Current practice still encourages people to give to the poor and perform charitable acts on this day.
It all sound so nice and pat and convenient. And nice, as in kind. Yet, as with most current holidays, mostly Christian, the real story delves into a nebulous past much further back.
In Ireland an ancient ritualistic practice called Wren’s Day traditionally took place on December 26. Young boys flitted from door to door, begging money for a “dead wren” they carry on a stick, supposedly stoned to death. Today, the wren is not real, but the joviality is. This mummer-like tradition really represents a remnant of ancient Druidic wren sacrifices to honor the winter solstice. As they went, they sang:
“I have a little box under me arm,
Under me arm, under me arm,
I have a little box under me arm,
And a Penny or Tuppence’d do it no harm.”
“The wren, the wren, the king of all birds,
On St. Stephen’s Day was caught in the furze,
Up with the penny and down with the pan,
Give us a penny to bury the wren.”
Food plays an interesting role in the various celebrations surrounding Saint Stephen’s Day.
In Poland, people throw oats at the priests and walnuts at each other – things supposedly symbolic of the stoning, but in reality these practices occurred in very ancients times as fertility rituals. And in Sweden there’s talk of “wild hunt,” called “Staffan’s Race.” This old custom took place on St. Stephen’s Day and also called up fertility mythology and lots of alcohol.
As recently as the early nineteenth century, in Ireland at least, the preparations for Christmas still included the slaughter of animals, chiefly pigs and cows, in anticipation of December 25. The gentry received the choicest cuts (and those form the basis of many of the nostalgic recipes we cook, recipes that made their way into period cookbooks).
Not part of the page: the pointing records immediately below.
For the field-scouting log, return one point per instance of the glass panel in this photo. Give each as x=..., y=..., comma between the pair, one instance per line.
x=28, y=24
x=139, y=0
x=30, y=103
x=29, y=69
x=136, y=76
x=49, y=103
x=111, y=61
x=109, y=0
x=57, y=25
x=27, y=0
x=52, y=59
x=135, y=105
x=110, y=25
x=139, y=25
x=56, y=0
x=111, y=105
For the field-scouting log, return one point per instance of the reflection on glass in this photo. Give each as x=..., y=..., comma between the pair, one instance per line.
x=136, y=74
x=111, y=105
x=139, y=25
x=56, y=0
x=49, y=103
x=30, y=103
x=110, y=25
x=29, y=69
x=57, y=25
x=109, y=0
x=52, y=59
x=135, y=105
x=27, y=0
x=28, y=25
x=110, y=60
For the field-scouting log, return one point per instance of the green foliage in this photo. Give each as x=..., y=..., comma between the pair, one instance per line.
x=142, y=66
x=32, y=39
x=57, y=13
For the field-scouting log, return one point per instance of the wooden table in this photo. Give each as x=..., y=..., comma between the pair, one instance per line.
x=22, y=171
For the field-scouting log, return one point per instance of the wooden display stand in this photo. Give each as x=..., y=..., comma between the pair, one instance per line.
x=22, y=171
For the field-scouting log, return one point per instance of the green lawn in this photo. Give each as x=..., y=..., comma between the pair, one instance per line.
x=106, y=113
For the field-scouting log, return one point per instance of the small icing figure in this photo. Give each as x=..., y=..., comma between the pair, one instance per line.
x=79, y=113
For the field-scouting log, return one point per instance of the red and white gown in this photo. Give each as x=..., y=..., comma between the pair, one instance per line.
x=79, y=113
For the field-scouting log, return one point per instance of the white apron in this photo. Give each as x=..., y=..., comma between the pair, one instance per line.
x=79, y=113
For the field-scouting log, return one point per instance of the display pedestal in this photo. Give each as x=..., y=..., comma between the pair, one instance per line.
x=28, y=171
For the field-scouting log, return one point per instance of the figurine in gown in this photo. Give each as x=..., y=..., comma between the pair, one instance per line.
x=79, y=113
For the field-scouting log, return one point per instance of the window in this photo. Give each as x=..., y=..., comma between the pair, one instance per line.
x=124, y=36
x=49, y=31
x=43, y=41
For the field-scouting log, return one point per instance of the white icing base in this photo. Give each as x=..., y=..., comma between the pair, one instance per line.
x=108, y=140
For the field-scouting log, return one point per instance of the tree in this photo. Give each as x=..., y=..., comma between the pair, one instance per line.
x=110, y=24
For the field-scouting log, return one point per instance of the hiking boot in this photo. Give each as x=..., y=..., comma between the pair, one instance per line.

For the peasantry and common people, the division of meat among village dwellers tells another story:
The head, tongue and feet: the blacksmith
The small ribs attached to the hindquarters: the tailor
The kidneys: the doctor
The udder: the harper
The liver: carpenter
The marrowbone: the odd-job man
The heart: the cowherd
A choice piece each: the midwife and the stableman
Black puddings and sausages: the ploughman.
Several recipes attest to the historical importance of food in this saint’s festivities, including St. Stephen’s Pudding (similar to plum pudding), Stephen’s Beigli (Hungarian bread roll with either walnut or poppyseed filling), and Podkovy (St. Stephen’s Horseshoes). Ernst Schuegraf includes recipes for all of these dishes in his Cooking with the Saints: An Illustrated Treasury of Authentic Recipes Old and Modern.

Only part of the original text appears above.